Heartland Data Breach: Visa Questions Processor's PCI Compliance
Visa Executive: "We've Never Seen Anyone Who Was Breached That Was PCI Compliant"
Despite the Heartland Payment Systems (HPY) data breach and other noted compromises, Visa staunchly supports the Payment Card Industry Data Security Standard (PCI DSS).
This is the message from Adrian Phillips, Visa's Deputy Chief Enterprise Risk Officer, who in an exclusive interview hammers home the credit card company's support for the security standard - and suggests that, contrary to Heartland's own statements, the payment processor may not have been PCI compliant when it was breached sometime in 2008.
"We've never seen anyone who was breached that was PCI compliant," Phillips says without specifically naming - or excluding -- Heartland. "The breaches that we have seen have involved a key area of non-compliance."
Editor's Note: Meanwhile the House is blaming V/MC...see next post and Heartlands stock (see chart below) continues it's free fall. (well maybe not a "free" fall...it's costing shareholders some major kahunas. And they're so UN-HPY...they're suing...

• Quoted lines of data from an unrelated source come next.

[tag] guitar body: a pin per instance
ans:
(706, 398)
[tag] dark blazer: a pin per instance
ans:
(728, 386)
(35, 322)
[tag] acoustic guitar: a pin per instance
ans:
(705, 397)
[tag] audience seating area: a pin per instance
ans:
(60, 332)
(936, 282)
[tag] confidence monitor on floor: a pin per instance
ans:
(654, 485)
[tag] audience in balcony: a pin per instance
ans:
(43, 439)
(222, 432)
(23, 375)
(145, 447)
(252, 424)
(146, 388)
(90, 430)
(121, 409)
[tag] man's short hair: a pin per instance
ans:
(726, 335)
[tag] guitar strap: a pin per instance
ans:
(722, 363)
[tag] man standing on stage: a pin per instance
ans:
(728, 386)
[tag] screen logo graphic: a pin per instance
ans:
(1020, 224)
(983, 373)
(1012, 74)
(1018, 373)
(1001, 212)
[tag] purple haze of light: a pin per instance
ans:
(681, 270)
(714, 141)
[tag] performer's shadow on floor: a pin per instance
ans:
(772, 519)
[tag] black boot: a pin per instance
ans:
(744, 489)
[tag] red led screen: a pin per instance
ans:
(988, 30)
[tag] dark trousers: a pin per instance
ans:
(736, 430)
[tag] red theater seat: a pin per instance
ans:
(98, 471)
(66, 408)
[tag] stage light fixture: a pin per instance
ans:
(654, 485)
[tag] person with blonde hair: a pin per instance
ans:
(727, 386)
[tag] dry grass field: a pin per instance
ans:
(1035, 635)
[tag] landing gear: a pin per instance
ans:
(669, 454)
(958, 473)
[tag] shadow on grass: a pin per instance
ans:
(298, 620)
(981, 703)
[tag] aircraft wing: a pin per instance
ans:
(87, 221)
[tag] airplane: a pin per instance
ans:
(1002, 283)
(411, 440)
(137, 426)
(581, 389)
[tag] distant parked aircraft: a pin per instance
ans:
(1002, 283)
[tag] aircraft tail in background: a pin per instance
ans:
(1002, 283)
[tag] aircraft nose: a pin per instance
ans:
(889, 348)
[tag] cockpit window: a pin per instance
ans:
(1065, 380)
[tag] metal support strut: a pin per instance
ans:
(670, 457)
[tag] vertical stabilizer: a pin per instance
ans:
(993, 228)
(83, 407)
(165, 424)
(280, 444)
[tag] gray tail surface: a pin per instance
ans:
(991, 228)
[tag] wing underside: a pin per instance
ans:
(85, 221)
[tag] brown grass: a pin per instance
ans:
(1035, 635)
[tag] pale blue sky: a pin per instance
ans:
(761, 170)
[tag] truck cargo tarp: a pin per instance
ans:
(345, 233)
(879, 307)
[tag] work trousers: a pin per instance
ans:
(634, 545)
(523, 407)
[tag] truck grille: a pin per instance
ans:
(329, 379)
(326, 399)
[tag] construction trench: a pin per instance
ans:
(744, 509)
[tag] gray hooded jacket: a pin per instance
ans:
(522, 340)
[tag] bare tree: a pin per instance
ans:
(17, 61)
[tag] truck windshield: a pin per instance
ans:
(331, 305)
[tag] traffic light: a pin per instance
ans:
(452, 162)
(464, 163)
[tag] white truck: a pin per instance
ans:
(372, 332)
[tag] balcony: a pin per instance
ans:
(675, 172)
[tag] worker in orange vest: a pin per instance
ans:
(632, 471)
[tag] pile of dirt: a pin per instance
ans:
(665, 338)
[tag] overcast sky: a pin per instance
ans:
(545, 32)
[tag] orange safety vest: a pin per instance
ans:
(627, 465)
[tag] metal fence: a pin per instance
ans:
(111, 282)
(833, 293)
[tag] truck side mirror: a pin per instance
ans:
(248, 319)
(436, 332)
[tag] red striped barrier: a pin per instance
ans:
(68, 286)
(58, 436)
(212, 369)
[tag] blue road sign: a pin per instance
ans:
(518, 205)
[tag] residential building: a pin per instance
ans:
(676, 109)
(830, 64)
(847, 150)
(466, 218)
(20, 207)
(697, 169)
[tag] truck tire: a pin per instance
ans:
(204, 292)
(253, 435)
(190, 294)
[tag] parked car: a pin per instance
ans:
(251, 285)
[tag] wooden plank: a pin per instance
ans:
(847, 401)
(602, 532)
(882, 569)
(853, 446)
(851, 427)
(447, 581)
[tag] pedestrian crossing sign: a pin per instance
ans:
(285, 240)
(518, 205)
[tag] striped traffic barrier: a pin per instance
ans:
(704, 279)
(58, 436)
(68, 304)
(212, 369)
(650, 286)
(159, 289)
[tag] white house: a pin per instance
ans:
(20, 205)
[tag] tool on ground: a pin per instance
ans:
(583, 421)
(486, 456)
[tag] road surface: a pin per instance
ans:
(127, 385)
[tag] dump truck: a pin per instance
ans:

Interviewed during last week's Visa Security Summit in Washington, D.C., Phillips acknowledges Heartland and other recent breaches, but uses them as an opportunity to support the PCI standard. "Let's remember we've had some bad breaches, but if we had not had PCI DSS, it would have been much worse," Phillips says. "As of today, I am confident that PCI DSS works."
Phillips comments come one week after news that Visa had removed Heartland Payment Systems from its certified PCI-DSS Compliant Service Providers list.